Rapid Accumulation. This stage begins when your net worth exceeds three times your annual salary. We say this stage is when your financial trajectory moves upwards like a hockey stick. In general, in Rapid Accumulation your investments start appreciating and earning more than you are able to save out of your salary. In other words, your money is making more money than you are able to save. At this stage we focus on tax efficient investing using the three major account types: pre-tax (such as a 401(k)), taxable, and tax-free (Roth IRA).
Financial Independence. When your investments (not net worth) are more than seven times your annual spending, you’ve entered Financial Independence. There is an important shift here, as we move from looking at your net worth and salary, toward a focus on investments and annual spending. The idea is that we consider your investments in the context of supporting your living expenses by using your investment earnings.

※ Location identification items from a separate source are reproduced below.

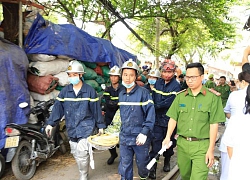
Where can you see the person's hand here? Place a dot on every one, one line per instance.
(48, 130)
(246, 51)
(141, 139)
(209, 158)
(165, 142)
(101, 131)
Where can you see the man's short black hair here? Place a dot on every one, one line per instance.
(246, 67)
(224, 77)
(181, 76)
(196, 65)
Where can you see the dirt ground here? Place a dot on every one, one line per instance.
(63, 167)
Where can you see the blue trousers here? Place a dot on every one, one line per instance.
(126, 161)
(159, 134)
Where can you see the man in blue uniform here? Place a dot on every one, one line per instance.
(163, 94)
(137, 117)
(79, 103)
(111, 103)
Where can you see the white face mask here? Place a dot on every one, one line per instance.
(128, 86)
(74, 80)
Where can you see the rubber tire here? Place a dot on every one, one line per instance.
(62, 148)
(15, 162)
(2, 165)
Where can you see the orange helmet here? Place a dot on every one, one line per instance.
(168, 65)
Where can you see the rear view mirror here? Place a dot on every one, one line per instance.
(23, 105)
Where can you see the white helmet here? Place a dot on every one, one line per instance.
(154, 73)
(115, 71)
(130, 64)
(75, 66)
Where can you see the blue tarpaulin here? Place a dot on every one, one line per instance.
(45, 37)
(13, 86)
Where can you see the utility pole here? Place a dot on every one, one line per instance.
(157, 39)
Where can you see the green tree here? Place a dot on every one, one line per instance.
(187, 27)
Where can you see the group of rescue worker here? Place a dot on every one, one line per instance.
(149, 119)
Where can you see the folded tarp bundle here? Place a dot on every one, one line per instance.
(13, 86)
(42, 84)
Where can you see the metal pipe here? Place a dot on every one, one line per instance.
(20, 29)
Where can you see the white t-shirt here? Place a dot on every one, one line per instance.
(237, 136)
(235, 104)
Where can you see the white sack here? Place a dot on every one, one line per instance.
(50, 67)
(63, 78)
(41, 57)
(46, 97)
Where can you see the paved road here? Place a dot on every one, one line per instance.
(63, 167)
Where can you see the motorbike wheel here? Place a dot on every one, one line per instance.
(62, 147)
(2, 165)
(22, 167)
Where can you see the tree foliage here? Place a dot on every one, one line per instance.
(187, 26)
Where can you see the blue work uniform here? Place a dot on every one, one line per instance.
(137, 116)
(82, 111)
(163, 95)
(147, 86)
(111, 99)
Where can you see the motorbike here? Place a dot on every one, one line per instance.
(31, 144)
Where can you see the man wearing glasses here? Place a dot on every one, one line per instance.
(196, 112)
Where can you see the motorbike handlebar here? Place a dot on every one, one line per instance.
(42, 106)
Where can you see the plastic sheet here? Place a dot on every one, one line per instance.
(45, 37)
(13, 86)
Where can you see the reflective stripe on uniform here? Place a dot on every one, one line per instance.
(111, 97)
(78, 99)
(163, 93)
(135, 103)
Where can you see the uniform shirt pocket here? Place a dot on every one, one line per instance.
(203, 114)
(183, 114)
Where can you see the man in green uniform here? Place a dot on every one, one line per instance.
(196, 112)
(224, 89)
(210, 82)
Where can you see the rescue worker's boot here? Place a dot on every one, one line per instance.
(113, 156)
(83, 166)
(152, 172)
(166, 167)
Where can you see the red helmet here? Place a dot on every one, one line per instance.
(168, 65)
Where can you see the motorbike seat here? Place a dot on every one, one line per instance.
(36, 126)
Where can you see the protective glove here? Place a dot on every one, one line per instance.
(48, 130)
(101, 131)
(141, 139)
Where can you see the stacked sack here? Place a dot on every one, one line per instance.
(45, 73)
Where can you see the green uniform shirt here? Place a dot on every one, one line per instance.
(210, 84)
(225, 91)
(194, 114)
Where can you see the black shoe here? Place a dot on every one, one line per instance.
(166, 167)
(152, 174)
(112, 159)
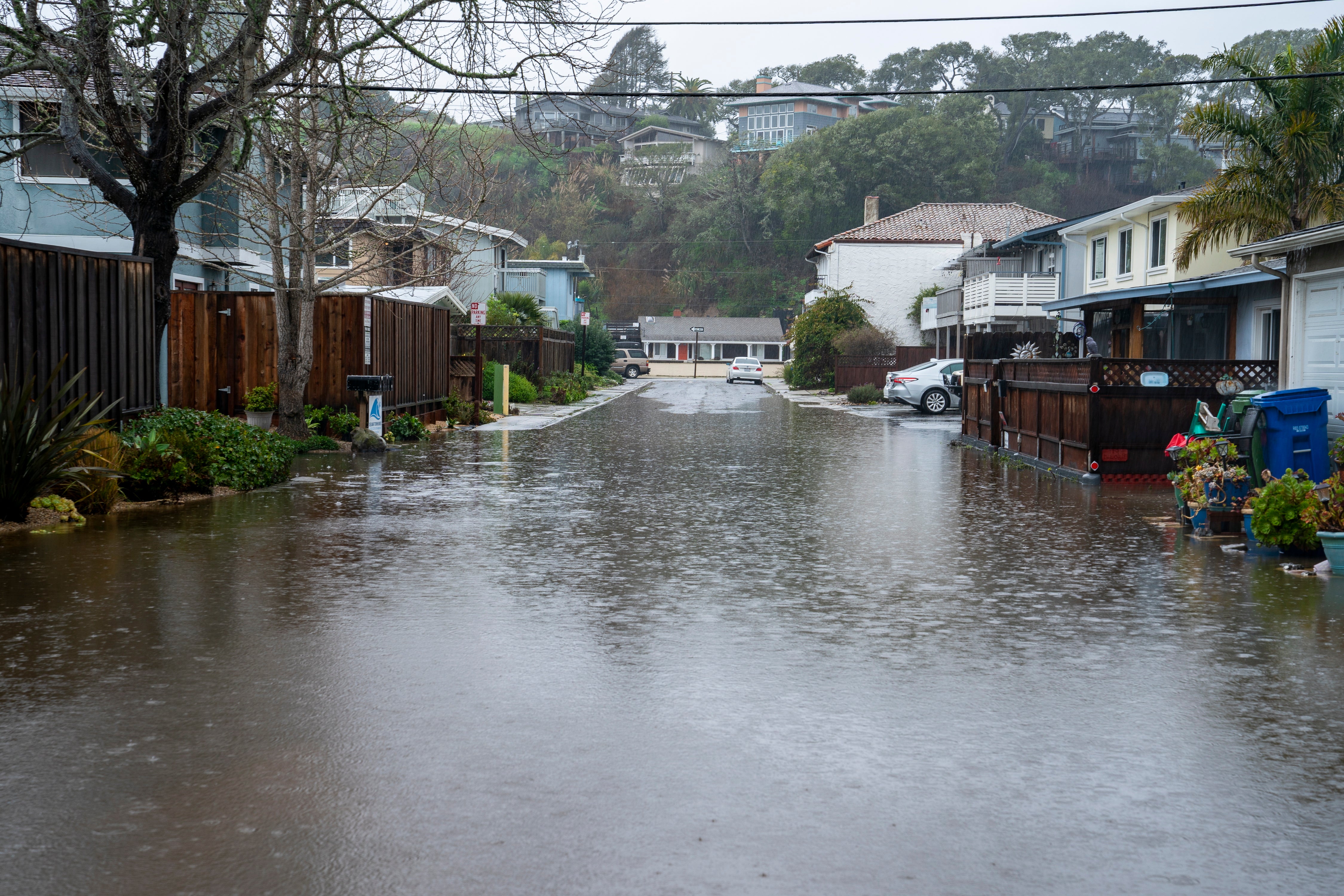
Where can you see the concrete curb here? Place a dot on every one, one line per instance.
(526, 422)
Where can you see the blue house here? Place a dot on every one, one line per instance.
(556, 283)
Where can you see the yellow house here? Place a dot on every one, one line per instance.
(1136, 304)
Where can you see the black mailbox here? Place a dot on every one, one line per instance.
(370, 383)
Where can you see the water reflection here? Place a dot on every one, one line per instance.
(698, 640)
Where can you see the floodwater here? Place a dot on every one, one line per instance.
(695, 641)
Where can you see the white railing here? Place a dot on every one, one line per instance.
(1012, 295)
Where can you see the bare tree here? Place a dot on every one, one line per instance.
(170, 87)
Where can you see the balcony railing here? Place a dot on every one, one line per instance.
(1012, 295)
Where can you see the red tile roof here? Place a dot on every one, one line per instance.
(947, 222)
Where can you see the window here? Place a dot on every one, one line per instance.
(1124, 256)
(1269, 334)
(337, 257)
(1098, 271)
(1158, 258)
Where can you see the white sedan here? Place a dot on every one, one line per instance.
(921, 386)
(746, 369)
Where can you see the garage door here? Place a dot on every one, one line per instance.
(1323, 350)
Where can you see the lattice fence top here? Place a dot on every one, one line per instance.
(1120, 371)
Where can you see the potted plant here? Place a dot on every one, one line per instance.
(1284, 514)
(1327, 515)
(261, 406)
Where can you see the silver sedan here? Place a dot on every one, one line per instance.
(921, 386)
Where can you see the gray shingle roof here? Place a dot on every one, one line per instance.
(717, 330)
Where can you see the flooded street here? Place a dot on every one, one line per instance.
(695, 641)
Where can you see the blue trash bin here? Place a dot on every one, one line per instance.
(1295, 432)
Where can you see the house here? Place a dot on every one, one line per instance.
(416, 252)
(46, 199)
(1004, 287)
(658, 156)
(572, 123)
(671, 339)
(889, 261)
(1136, 304)
(1308, 319)
(554, 283)
(777, 115)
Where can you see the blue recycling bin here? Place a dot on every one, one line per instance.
(1295, 432)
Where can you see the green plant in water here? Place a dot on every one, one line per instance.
(865, 394)
(406, 428)
(1284, 512)
(263, 398)
(65, 507)
(44, 440)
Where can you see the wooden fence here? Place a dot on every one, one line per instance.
(857, 370)
(1093, 416)
(222, 344)
(92, 308)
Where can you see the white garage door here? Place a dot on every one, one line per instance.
(1323, 350)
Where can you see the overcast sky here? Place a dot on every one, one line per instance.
(721, 53)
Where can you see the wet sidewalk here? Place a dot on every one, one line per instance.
(537, 417)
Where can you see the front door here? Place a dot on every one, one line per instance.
(1320, 359)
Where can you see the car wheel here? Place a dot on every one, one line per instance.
(935, 402)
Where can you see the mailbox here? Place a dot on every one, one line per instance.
(370, 383)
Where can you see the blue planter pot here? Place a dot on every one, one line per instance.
(1334, 544)
(1226, 496)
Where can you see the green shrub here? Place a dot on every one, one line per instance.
(316, 444)
(865, 394)
(264, 398)
(406, 428)
(44, 440)
(166, 465)
(1283, 516)
(245, 456)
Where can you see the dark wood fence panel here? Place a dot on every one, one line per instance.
(1082, 413)
(95, 308)
(858, 370)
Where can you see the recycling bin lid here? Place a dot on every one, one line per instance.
(1300, 401)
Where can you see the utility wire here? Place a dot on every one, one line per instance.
(670, 95)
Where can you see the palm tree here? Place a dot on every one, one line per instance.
(1285, 166)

In this stage, you review whether your current career and role are enjoyable as with this level of financial strength you may have the flexibility to consider other opportunities that don’t pay as well. This can also be a good time to start a business.

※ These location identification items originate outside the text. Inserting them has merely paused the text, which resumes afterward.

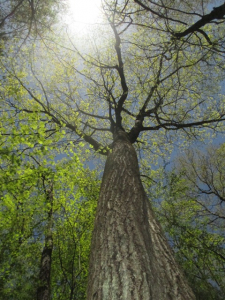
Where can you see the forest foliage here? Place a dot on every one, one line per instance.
(148, 70)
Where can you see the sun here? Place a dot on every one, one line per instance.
(83, 14)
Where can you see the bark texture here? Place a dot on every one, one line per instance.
(130, 257)
(44, 291)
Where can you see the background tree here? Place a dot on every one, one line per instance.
(192, 213)
(24, 18)
(43, 235)
(132, 80)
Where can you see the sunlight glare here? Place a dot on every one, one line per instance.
(83, 14)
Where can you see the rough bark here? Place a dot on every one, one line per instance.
(130, 257)
(44, 291)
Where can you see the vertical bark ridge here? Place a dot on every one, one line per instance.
(43, 291)
(130, 257)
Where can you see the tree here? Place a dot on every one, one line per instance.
(145, 78)
(192, 214)
(24, 18)
(45, 236)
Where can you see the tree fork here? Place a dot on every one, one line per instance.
(130, 256)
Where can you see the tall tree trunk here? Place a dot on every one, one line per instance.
(130, 257)
(43, 291)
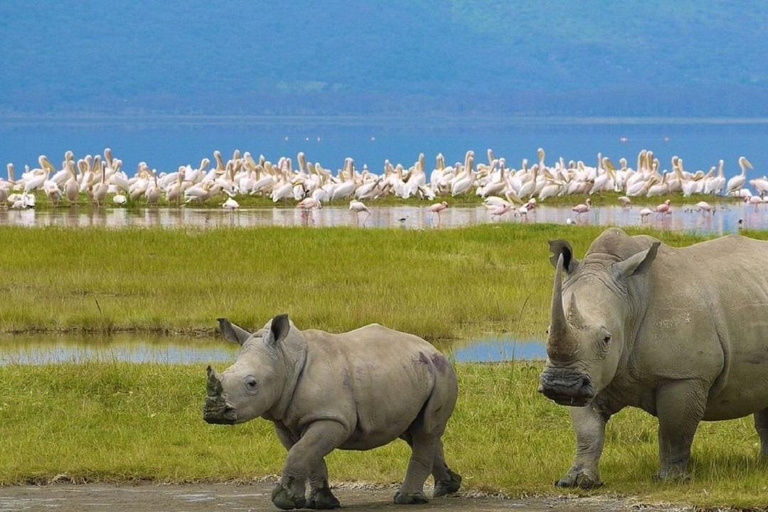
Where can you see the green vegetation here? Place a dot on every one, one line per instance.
(111, 421)
(439, 284)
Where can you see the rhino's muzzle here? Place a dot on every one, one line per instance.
(566, 386)
(217, 411)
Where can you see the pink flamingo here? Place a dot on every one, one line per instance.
(755, 200)
(437, 208)
(309, 203)
(664, 208)
(705, 207)
(582, 208)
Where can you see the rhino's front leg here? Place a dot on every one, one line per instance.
(320, 495)
(305, 458)
(680, 406)
(589, 425)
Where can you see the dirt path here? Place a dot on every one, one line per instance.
(256, 497)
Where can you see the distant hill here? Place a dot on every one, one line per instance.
(659, 58)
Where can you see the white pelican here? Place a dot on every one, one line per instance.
(736, 182)
(582, 208)
(230, 204)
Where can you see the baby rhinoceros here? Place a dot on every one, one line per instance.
(355, 391)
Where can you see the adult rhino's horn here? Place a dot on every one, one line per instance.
(214, 386)
(558, 342)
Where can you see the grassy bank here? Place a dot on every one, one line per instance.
(120, 421)
(438, 284)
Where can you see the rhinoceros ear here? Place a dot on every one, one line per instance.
(637, 264)
(232, 332)
(278, 330)
(558, 247)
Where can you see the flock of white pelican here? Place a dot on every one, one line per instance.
(503, 188)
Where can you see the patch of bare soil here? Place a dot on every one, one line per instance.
(256, 497)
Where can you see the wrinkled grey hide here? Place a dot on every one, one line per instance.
(354, 391)
(680, 333)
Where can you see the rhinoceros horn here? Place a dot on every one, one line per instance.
(559, 342)
(214, 386)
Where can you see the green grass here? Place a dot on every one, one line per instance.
(440, 284)
(107, 421)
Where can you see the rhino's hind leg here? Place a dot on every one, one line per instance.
(420, 465)
(680, 407)
(446, 481)
(320, 495)
(761, 425)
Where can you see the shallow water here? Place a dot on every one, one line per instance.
(50, 348)
(167, 142)
(683, 218)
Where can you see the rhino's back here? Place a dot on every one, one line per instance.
(377, 378)
(706, 318)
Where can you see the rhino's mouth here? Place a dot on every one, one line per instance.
(217, 411)
(566, 387)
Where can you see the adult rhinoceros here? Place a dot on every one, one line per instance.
(354, 391)
(680, 333)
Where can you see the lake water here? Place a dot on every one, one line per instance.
(166, 142)
(724, 221)
(56, 348)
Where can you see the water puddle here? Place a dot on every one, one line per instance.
(39, 349)
(728, 218)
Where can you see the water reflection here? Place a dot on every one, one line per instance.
(54, 348)
(724, 220)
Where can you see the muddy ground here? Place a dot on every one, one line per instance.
(256, 497)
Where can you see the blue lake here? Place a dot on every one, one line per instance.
(165, 143)
(56, 348)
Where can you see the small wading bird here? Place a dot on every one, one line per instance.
(358, 207)
(437, 208)
(582, 208)
(664, 208)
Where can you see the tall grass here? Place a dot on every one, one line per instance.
(120, 421)
(438, 284)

Conservation. Once your combined investment value has passed ten times annual expenses, you have reached Conservation. Depending on your age, this could mean that you are financially strong enough to stop working all together. If you reach Conservation at age 68, you’re close to receiving maximum Social Security benefits, and generally eligible for Medicare health insurance. When our clients in their 30s and 40s reach this stage, we congratulate them but caution reading too much into this stage. After all, their money must last much longer than the typical retiree!
Distribution. If your investment balance exceeds 15 times annual expenses, you’re in the Distribution stage. If you’re close to normal retirement age, this stage tells us that it’s very unlikely that you will run out of money in your lifetime unless you acquire bad habits or make destructive financial decisions. At this point you’ve won the financial game, and care should be taken to design your portfolio and cash flow to insulate you in the near term from the ups and downs in the market. While you may worry about geopolitical trends and domestic politics, smartly invested you will be in good shape. The caveat about young age also applies here: if you’re in your 40s and still have kids to put through college, you may not be ready to quit tomorrow!
With any model of financial health there are bound to be exceptions. Younger people have a harder time retiring than those in their 80s. College and long-term care costs can come into play. Your annual expenses may be significantly below your salary, which can understate your financial strength. But it’s a fun and helpful gauge to see how you’re doing, and also a good reminder that your financial strength depends much upon how much you spend.
We like clients to progress through at least one Life Cycle stage per decade, with two jumps within reach for ubersavers. Chart your progress over time. You may think you’re not making progress because cash is tight every month, but when you consider the whole picture you’re making tremendous progress.